The place is surrounded by dams that limit the natural pools in the middle of the open sea. The natural setting is jaw-dropping. In this experience, it is possible to interact with the animals, who with the friendly way that we all know, conquer us with their tricks commanded by the instructors. You can move your hand in the Flippers, take a little kiss and be dragged by them. It is also possible to swim with stingrays in another tank.
Diving with the dolphins lasts an hour, and you will shell out about $ 150.
From Montego Bay to Negril
The calm sea and the intense nightlife make the region the most sought after by tourists. On the way, luxury hotels and resorts make up the view.
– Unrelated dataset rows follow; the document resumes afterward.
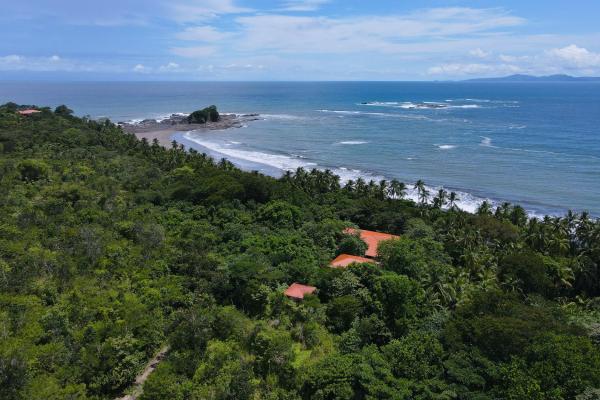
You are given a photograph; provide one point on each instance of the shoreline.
(164, 130)
(167, 133)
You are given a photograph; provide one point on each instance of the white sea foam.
(279, 161)
(466, 202)
(286, 117)
(466, 106)
(380, 114)
(425, 105)
(486, 142)
(353, 142)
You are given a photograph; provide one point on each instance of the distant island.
(208, 119)
(532, 78)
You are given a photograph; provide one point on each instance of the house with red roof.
(371, 238)
(297, 291)
(28, 112)
(343, 260)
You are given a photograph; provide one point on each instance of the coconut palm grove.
(113, 248)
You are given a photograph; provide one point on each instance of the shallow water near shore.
(535, 144)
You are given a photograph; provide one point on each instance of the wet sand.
(163, 131)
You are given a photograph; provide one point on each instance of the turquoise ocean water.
(535, 144)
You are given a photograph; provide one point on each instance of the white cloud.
(170, 67)
(16, 62)
(479, 53)
(140, 68)
(303, 5)
(204, 33)
(457, 69)
(202, 10)
(194, 52)
(387, 34)
(575, 56)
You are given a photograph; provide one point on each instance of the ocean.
(533, 144)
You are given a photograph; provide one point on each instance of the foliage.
(111, 247)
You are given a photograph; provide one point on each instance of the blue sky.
(296, 39)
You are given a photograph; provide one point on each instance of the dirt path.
(141, 378)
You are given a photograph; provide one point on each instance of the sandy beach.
(164, 130)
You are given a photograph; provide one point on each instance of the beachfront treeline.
(112, 247)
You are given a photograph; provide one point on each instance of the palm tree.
(397, 189)
(485, 208)
(422, 192)
(452, 199)
(440, 200)
(383, 186)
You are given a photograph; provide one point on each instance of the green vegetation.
(111, 247)
(208, 114)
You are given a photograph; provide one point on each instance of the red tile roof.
(298, 291)
(28, 112)
(372, 239)
(343, 260)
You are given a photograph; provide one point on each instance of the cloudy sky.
(296, 39)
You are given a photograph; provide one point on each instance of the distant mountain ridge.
(532, 78)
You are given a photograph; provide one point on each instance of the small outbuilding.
(28, 111)
(343, 260)
(297, 291)
(371, 238)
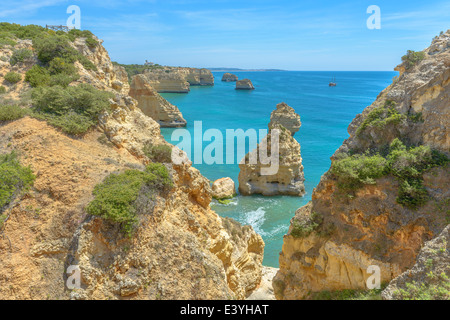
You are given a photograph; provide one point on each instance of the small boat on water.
(333, 83)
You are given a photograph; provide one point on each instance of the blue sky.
(284, 34)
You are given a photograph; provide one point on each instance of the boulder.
(286, 116)
(223, 188)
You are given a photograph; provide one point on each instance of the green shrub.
(305, 225)
(13, 77)
(38, 76)
(91, 42)
(426, 291)
(6, 42)
(11, 112)
(354, 171)
(412, 58)
(52, 47)
(381, 117)
(412, 194)
(116, 198)
(15, 179)
(406, 164)
(73, 109)
(20, 55)
(158, 153)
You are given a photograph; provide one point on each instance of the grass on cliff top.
(374, 294)
(439, 290)
(406, 164)
(12, 112)
(14, 178)
(411, 58)
(135, 69)
(121, 197)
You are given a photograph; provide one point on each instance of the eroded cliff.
(180, 249)
(386, 192)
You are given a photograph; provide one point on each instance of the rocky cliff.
(181, 249)
(429, 278)
(178, 79)
(153, 105)
(288, 178)
(228, 77)
(386, 192)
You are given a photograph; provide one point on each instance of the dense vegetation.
(406, 164)
(349, 294)
(13, 77)
(440, 290)
(73, 109)
(411, 58)
(20, 56)
(121, 197)
(14, 178)
(304, 226)
(134, 69)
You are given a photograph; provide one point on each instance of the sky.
(317, 35)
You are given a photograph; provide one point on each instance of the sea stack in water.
(244, 84)
(228, 77)
(153, 105)
(287, 179)
(286, 116)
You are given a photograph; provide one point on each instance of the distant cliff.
(178, 248)
(386, 192)
(153, 105)
(178, 79)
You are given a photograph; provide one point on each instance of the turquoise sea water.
(325, 113)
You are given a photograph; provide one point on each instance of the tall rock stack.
(358, 217)
(289, 178)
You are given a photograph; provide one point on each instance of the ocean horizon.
(325, 113)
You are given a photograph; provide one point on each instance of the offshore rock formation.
(286, 116)
(153, 105)
(288, 178)
(223, 189)
(228, 77)
(244, 84)
(181, 250)
(178, 79)
(334, 239)
(429, 274)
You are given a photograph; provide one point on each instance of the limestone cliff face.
(288, 179)
(286, 116)
(107, 76)
(430, 276)
(244, 84)
(181, 250)
(346, 234)
(153, 105)
(178, 79)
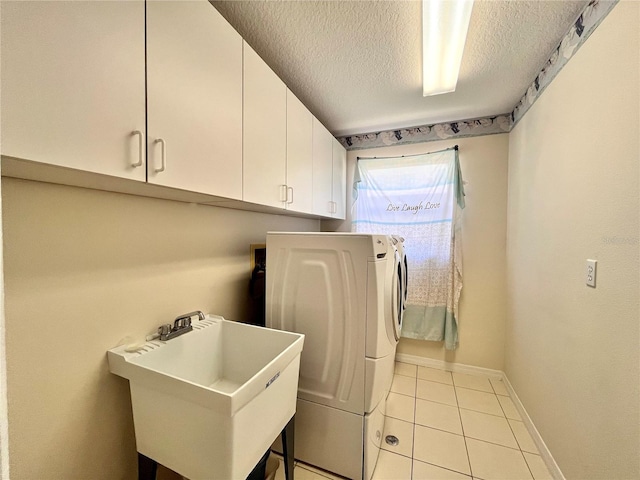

Negril boasts one of Jamaica’s longest and most famous beaches, Seven Mile Beach. There are 12 kilometers of white sand and blue sea. On the spot, a good lunch stop suggestion is in Margaritaville, an American chain serving ‘chicken, and rice,’ roasted chicken with rice and beans and a nice touch of Jamaican pepper. With beach chairs, massage in bungalows, the restaurant provides the whole structure for the tourist in turquoise-blue view paradise.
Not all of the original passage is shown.